We educate the students on the actual threat level, which is higher than most people realize, and have them understand that personal security is their own responsibility. Police in this country are only allowed to arrest people for what they have done, not what they may do. Thus, the police will not be involved until after the incident. During the incident, you’re on your own.

eJournal: How much of your preparation focuses on shooting skill versus mental preparation?

Givens: That varies according to class type. In our eight hour Tennessee handgun permit course, for instance, one full hour is devoted strictly to developing awareness and cultivating a defensive mindset. In higher level classes, mental preparation is developed through the use of appropriate anecdotes during range training, the use of graphic targets with realistic images of armed human beings as attackers, with man vs. man competition, as well as video clips and discussion of real shooting incidents. The goal is to produce a skilled, confident and self-assured shooter, who is aware of his environment, and is committed to taking action in defense of self or loved ones.
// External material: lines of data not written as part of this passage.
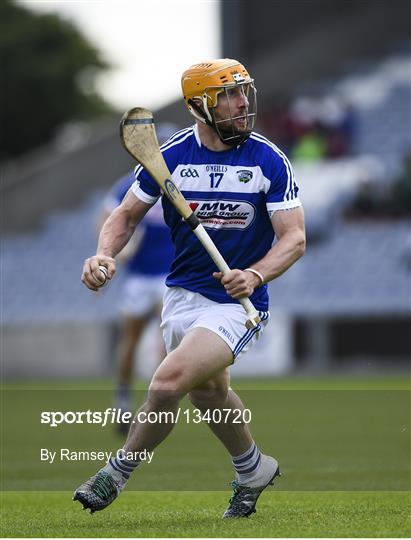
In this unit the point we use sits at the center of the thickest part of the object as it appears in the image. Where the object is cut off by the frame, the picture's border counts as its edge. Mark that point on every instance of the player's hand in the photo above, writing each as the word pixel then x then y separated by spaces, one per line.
pixel 237 283
pixel 92 277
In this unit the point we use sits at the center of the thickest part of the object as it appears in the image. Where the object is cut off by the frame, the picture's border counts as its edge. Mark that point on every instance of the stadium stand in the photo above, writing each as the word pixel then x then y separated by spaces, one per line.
pixel 355 269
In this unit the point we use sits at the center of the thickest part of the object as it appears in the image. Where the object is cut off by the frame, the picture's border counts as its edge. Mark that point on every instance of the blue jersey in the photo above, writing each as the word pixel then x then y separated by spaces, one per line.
pixel 234 194
pixel 155 251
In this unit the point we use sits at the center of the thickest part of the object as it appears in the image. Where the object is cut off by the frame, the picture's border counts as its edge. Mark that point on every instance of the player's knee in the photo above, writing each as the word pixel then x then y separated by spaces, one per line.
pixel 166 388
pixel 209 394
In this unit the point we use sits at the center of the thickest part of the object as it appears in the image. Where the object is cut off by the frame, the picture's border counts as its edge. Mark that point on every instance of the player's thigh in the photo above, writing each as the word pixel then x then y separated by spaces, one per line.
pixel 200 356
pixel 133 327
pixel 213 391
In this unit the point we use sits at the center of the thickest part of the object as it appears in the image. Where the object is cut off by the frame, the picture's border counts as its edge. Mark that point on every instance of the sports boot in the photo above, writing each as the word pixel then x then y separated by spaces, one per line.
pixel 99 491
pixel 245 496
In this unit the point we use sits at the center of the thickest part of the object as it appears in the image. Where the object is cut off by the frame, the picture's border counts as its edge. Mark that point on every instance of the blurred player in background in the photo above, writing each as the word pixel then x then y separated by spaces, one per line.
pixel 242 188
pixel 146 258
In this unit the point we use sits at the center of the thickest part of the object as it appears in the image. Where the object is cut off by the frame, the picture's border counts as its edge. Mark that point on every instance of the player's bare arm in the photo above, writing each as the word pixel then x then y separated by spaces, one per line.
pixel 114 235
pixel 289 229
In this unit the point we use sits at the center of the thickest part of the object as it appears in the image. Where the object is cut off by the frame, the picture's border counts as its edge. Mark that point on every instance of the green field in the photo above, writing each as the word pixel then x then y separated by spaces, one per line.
pixel 343 445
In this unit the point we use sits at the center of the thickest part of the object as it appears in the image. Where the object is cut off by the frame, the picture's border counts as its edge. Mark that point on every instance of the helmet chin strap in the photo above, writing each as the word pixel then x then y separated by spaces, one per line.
pixel 232 140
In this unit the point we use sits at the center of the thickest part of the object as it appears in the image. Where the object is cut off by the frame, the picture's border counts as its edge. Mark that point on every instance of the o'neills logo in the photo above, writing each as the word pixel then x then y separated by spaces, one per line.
pixel 224 214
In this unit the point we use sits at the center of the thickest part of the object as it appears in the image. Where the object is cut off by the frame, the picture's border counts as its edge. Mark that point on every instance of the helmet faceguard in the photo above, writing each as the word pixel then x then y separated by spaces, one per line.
pixel 228 84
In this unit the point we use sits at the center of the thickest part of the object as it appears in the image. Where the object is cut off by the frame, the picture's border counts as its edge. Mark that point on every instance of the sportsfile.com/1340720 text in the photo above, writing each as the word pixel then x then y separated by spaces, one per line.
pixel 117 416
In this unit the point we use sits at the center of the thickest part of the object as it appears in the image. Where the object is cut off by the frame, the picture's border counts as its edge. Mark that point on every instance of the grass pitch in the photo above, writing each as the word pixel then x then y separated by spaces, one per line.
pixel 343 446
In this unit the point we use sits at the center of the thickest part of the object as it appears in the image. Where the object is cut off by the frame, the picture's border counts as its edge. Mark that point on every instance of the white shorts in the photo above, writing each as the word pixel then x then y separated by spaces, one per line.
pixel 184 310
pixel 141 294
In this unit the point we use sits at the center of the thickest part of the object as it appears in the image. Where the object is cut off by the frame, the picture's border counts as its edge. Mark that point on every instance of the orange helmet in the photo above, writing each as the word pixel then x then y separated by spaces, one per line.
pixel 201 85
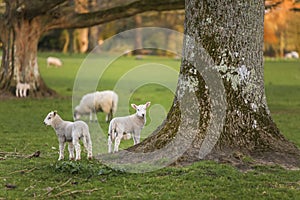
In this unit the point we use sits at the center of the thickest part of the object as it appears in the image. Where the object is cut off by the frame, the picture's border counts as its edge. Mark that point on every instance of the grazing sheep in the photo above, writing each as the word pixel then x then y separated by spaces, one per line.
pixel 21 89
pixel 121 127
pixel 104 101
pixel 70 132
pixel 54 61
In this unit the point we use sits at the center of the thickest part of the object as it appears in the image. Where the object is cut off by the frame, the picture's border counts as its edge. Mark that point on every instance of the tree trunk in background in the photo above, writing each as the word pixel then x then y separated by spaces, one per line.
pixel 82 6
pixel 138 35
pixel 94 30
pixel 224 38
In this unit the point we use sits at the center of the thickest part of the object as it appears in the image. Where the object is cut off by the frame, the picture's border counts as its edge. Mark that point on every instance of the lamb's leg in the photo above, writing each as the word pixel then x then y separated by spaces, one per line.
pixel 77 148
pixel 86 140
pixel 71 151
pixel 136 137
pixel 108 117
pixel 61 150
pixel 24 92
pixel 117 142
pixel 109 143
pixel 91 116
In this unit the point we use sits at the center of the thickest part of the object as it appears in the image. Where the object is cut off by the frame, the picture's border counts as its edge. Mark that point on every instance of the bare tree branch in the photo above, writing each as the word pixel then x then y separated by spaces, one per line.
pixel 68 18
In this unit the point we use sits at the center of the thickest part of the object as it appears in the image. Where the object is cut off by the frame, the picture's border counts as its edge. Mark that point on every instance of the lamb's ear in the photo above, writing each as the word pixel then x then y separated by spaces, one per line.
pixel 134 106
pixel 148 104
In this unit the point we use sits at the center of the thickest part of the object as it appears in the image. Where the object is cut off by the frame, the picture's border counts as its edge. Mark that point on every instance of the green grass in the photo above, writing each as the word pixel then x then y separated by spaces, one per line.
pixel 22 133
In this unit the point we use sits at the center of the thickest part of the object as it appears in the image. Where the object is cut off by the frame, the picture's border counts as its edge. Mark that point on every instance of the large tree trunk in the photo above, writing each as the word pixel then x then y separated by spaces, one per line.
pixel 220 110
pixel 19 63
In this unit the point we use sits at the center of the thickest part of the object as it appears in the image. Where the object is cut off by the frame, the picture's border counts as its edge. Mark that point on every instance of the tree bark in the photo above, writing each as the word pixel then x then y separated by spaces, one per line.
pixel 229 122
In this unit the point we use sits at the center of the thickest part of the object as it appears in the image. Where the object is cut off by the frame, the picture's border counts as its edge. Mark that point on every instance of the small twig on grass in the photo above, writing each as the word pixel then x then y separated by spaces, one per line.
pixel 22 171
pixel 69 192
pixel 65 183
pixel 18 155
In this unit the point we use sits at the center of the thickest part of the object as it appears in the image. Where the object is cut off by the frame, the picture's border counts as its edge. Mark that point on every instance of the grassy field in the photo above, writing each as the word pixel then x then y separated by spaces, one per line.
pixel 23 133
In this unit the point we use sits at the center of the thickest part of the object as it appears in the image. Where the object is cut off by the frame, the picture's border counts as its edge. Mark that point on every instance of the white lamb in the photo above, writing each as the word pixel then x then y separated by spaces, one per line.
pixel 54 61
pixel 122 127
pixel 104 101
pixel 21 89
pixel 70 132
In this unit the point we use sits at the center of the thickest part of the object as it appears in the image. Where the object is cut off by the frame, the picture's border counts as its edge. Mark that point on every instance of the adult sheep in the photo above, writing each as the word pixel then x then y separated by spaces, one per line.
pixel 91 103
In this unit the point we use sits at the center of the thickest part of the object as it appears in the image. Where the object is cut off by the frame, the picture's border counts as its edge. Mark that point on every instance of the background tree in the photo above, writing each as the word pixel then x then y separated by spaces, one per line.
pixel 224 38
pixel 280 32
pixel 23 22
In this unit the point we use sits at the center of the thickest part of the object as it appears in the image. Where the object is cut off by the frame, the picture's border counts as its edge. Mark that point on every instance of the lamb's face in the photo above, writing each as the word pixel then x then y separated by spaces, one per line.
pixel 141 109
pixel 49 118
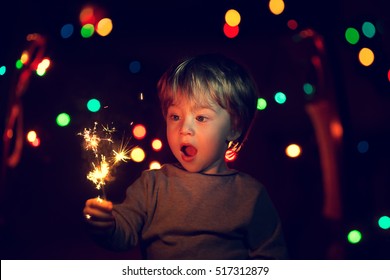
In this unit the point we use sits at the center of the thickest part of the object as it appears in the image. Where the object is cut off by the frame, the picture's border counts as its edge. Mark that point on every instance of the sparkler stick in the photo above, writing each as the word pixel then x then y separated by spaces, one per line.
pixel 105 154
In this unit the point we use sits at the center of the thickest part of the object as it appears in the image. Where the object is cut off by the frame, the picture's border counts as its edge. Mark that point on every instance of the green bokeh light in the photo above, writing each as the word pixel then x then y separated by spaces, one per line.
pixel 280 97
pixel 63 119
pixel 87 30
pixel 93 105
pixel 261 104
pixel 384 222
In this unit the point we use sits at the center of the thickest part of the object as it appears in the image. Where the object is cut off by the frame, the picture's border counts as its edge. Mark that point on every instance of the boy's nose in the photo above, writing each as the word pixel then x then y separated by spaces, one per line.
pixel 187 127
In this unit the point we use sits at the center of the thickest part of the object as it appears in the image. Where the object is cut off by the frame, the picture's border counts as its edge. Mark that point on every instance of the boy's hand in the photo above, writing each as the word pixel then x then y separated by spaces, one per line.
pixel 98 213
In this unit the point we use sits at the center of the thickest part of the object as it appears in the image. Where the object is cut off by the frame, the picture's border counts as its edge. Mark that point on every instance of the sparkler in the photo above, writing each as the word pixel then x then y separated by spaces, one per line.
pixel 105 154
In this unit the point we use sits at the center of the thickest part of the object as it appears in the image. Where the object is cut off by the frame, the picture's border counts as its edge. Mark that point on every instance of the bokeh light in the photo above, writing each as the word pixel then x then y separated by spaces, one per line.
pixel 230 31
pixel 139 131
pixel 354 236
pixel 366 56
pixel 154 165
pixel 280 97
pixel 232 17
pixel 63 119
pixel 336 129
pixel 104 27
pixel 293 150
pixel 276 6
pixel 3 69
pixel 67 30
pixel 261 104
pixel 156 145
pixel 384 222
pixel 87 30
pixel 43 66
pixel 93 105
pixel 352 35
pixel 31 136
pixel 230 155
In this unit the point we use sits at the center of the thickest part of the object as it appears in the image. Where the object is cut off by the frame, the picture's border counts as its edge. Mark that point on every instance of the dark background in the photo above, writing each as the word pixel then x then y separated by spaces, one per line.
pixel 43 196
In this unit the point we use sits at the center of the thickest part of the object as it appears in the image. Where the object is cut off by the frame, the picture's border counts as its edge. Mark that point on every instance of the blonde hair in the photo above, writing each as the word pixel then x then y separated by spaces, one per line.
pixel 212 77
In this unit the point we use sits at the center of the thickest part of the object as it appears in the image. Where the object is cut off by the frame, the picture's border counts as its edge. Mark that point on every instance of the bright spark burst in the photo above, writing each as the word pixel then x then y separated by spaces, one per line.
pixel 99 144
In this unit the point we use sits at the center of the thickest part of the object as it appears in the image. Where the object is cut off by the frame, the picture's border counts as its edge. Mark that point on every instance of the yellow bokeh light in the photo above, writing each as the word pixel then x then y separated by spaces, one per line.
pixel 293 150
pixel 139 131
pixel 156 144
pixel 336 129
pixel 154 165
pixel 276 6
pixel 104 27
pixel 366 56
pixel 137 154
pixel 232 17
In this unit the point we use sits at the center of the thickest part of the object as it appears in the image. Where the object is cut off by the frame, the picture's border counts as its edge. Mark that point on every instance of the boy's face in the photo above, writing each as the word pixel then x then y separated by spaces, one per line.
pixel 198 135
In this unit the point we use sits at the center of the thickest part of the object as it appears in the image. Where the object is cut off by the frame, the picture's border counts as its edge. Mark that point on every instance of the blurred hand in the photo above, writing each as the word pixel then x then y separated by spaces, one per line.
pixel 98 213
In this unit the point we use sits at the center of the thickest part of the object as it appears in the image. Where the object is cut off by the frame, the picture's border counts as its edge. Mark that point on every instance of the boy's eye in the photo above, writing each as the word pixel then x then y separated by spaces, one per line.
pixel 201 118
pixel 174 117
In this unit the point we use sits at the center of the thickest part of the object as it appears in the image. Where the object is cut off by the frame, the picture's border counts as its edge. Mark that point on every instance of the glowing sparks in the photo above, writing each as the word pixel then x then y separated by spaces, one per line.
pixel 100 142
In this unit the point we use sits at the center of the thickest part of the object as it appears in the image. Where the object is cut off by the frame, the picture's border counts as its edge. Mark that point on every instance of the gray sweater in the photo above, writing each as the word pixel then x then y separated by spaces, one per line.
pixel 181 215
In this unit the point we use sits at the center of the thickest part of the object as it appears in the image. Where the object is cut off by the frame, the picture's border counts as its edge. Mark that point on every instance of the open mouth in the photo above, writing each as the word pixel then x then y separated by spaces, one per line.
pixel 188 150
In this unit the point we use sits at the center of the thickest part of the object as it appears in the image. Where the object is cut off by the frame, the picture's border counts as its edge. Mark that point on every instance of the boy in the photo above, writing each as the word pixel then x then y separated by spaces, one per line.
pixel 197 208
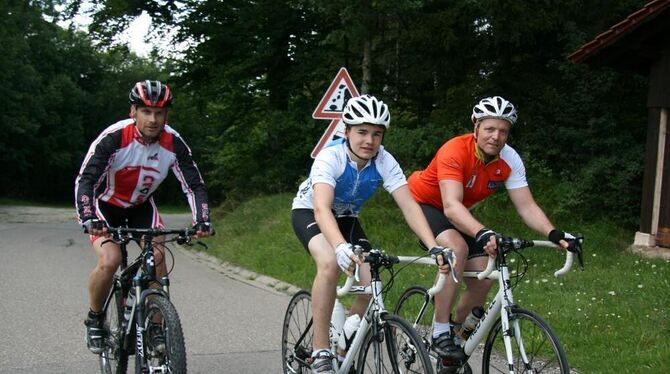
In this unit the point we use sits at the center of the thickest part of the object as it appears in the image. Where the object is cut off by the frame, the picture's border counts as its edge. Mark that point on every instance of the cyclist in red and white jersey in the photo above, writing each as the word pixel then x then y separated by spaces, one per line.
pixel 466 170
pixel 122 168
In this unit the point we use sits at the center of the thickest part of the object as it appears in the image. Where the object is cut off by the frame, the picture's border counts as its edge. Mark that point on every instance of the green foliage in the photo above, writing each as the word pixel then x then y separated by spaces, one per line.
pixel 253 73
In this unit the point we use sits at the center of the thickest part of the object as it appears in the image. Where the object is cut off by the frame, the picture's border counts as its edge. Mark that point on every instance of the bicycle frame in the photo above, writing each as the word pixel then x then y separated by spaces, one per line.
pixel 374 310
pixel 143 272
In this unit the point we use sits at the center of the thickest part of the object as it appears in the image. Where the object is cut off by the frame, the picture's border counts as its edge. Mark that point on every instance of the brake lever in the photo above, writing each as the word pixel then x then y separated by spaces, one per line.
pixel 450 260
pixel 576 247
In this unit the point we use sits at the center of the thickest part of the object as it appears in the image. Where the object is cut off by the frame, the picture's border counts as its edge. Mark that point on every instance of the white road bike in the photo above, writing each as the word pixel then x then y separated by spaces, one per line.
pixel 518 340
pixel 384 343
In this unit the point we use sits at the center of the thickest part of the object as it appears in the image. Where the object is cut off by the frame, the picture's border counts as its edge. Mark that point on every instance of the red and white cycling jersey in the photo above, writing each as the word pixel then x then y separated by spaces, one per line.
pixel 123 170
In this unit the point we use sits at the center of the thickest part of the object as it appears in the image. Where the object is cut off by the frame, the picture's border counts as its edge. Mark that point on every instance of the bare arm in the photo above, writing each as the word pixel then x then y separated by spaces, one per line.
pixel 323 203
pixel 458 214
pixel 414 216
pixel 529 211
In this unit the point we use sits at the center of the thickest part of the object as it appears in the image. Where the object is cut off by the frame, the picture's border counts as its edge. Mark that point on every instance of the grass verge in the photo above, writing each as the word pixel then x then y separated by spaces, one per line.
pixel 612 317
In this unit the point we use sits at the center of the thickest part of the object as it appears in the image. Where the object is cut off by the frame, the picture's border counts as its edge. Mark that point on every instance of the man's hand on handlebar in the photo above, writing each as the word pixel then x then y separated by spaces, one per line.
pixel 486 239
pixel 561 238
pixel 444 258
pixel 203 229
pixel 346 258
pixel 95 227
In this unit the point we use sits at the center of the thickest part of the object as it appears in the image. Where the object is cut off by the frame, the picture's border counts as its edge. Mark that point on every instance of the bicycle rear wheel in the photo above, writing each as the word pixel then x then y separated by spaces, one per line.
pixel 297 334
pixel 543 350
pixel 162 318
pixel 394 348
pixel 114 359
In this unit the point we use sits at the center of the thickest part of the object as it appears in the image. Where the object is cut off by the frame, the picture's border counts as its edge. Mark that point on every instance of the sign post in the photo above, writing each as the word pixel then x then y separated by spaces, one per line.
pixel 331 106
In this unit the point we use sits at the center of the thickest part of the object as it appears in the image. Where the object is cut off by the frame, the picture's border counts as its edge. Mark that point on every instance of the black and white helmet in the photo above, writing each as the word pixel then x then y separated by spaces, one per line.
pixel 366 109
pixel 150 94
pixel 494 107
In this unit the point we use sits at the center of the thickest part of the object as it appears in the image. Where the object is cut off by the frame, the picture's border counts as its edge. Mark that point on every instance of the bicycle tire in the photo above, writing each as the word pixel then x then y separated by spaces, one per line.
pixel 297 320
pixel 409 307
pixel 114 359
pixel 173 358
pixel 543 349
pixel 395 348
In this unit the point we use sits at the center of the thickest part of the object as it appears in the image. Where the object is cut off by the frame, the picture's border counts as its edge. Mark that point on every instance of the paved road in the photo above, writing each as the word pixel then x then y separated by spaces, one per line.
pixel 230 325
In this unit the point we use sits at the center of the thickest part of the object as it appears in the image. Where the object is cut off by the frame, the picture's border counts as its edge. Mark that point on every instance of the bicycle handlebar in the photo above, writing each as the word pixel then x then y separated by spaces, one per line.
pixel 125 234
pixel 507 244
pixel 376 259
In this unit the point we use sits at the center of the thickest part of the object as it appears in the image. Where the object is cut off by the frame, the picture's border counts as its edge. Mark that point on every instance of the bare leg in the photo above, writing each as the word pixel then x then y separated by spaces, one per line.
pixel 100 280
pixel 476 291
pixel 444 300
pixel 323 289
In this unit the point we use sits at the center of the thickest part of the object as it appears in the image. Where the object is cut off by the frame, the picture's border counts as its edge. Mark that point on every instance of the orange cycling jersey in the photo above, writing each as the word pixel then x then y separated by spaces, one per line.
pixel 458 159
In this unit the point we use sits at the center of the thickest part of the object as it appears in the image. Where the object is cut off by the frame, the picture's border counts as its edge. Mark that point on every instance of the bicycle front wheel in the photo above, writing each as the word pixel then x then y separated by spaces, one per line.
pixel 164 348
pixel 543 350
pixel 114 359
pixel 394 348
pixel 416 307
pixel 297 334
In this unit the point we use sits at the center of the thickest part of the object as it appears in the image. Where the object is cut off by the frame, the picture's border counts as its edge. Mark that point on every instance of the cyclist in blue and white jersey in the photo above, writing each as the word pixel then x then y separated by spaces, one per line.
pixel 344 175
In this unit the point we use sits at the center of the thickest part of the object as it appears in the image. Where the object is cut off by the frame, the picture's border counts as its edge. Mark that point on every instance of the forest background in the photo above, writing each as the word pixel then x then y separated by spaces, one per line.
pixel 247 76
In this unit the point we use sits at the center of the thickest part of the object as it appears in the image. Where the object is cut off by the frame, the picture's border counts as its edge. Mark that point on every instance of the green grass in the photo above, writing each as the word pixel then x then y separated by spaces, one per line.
pixel 33 203
pixel 612 317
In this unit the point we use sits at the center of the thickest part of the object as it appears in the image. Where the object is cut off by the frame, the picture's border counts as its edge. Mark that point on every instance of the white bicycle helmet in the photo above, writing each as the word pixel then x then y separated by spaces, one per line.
pixel 366 109
pixel 494 107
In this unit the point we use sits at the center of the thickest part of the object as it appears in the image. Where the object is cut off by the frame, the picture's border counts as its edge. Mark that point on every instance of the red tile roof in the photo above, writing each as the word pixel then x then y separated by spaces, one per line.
pixel 617 31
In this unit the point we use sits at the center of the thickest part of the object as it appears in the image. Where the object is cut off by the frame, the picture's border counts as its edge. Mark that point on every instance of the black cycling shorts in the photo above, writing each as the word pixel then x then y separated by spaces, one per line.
pixel 306 228
pixel 142 216
pixel 438 223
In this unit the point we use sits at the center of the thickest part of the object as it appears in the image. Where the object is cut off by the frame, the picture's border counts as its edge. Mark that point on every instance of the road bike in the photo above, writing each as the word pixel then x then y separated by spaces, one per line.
pixel 140 320
pixel 384 343
pixel 519 340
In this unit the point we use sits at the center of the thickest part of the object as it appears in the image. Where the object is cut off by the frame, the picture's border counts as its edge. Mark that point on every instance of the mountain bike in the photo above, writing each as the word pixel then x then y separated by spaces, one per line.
pixel 519 340
pixel 384 343
pixel 140 320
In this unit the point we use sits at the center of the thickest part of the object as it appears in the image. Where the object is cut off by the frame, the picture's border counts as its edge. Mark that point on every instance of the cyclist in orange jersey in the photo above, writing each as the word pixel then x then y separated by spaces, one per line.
pixel 466 170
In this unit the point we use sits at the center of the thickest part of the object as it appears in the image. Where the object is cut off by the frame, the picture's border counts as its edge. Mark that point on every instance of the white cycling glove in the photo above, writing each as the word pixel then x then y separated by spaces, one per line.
pixel 344 252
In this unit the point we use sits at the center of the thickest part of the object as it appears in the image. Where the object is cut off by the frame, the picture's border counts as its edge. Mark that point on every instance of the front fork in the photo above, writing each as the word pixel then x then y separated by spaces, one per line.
pixel 138 315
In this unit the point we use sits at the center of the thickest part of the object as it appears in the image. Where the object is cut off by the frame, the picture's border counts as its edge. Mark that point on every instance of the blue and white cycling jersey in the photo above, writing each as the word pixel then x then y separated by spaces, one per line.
pixel 352 187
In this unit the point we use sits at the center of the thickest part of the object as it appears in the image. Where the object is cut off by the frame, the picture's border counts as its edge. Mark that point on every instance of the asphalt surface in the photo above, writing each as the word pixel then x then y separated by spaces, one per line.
pixel 231 319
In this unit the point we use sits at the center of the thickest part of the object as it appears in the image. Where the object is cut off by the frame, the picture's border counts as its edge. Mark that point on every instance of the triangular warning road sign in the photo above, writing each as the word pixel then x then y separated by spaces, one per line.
pixel 339 92
pixel 334 131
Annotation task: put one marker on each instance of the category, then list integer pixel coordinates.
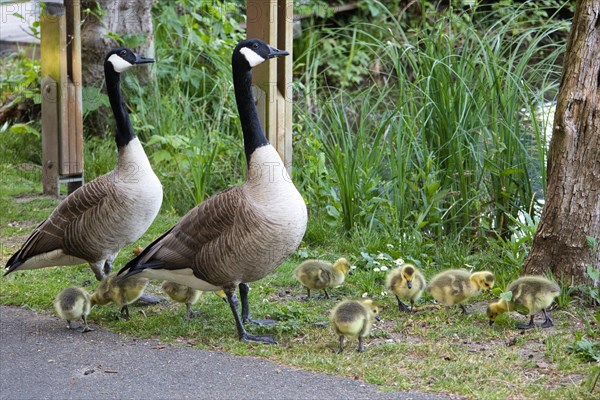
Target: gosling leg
(341, 341)
(242, 334)
(548, 322)
(86, 328)
(361, 348)
(244, 288)
(528, 326)
(402, 306)
(190, 312)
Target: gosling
(530, 295)
(317, 274)
(182, 294)
(121, 292)
(74, 303)
(354, 318)
(407, 283)
(454, 286)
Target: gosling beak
(143, 60)
(273, 52)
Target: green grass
(405, 352)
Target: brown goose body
(243, 233)
(94, 222)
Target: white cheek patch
(119, 64)
(252, 58)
eJournal: In light of that, how can students better prepare to recognize and react to danger?

Givens: First, stop projecting your decent, civilized, normal values and judgments onto other people whom you do not know.

Recognize that there are feral humans, who prey upon others. If it looks like a thug, dresses like a thug, walks like a thug, and acts like a thug, consider that it just might BE a thug, and start formulating a plan. That plan may involve avoidance or escape, or if that is not feasible, a more aggressive response, but any of those options will be a lot easier to pull off if you are already thinking about it when a thug begins an assault.

The most important thing is to put your damn cell phone away and stop texting in public. Get your head up, open your eyes and move them around! After being in law enforcement for only a very short time, I lost count of the victims who told me, “Jeez, it all happened so fast! He materialized out of nowhere! I never saw him.”

eJournal: Back to shooting skills: Do you teach specific shooting skills for specific situations?

Givens: We try to keep things as simple as possible. If we can prune the decision-making tree down to as few branches as possible, we have a better chance of making a valid decision in the time frame available in a violent incident.

A few examples:
At two arm’s lengths or less, shoot from retention. For ALL other distances, get the gun to eye level and visually index it, in two hands if possible, in one if necessary. Simple!

If a flashlight is needed, we generally use the Neck Index Technique or some variation.

Timing is critical. If we are presented with a smaller or more distant target, we must learn to slow down and refine the sight alignment and trigger control (mostly trigger!).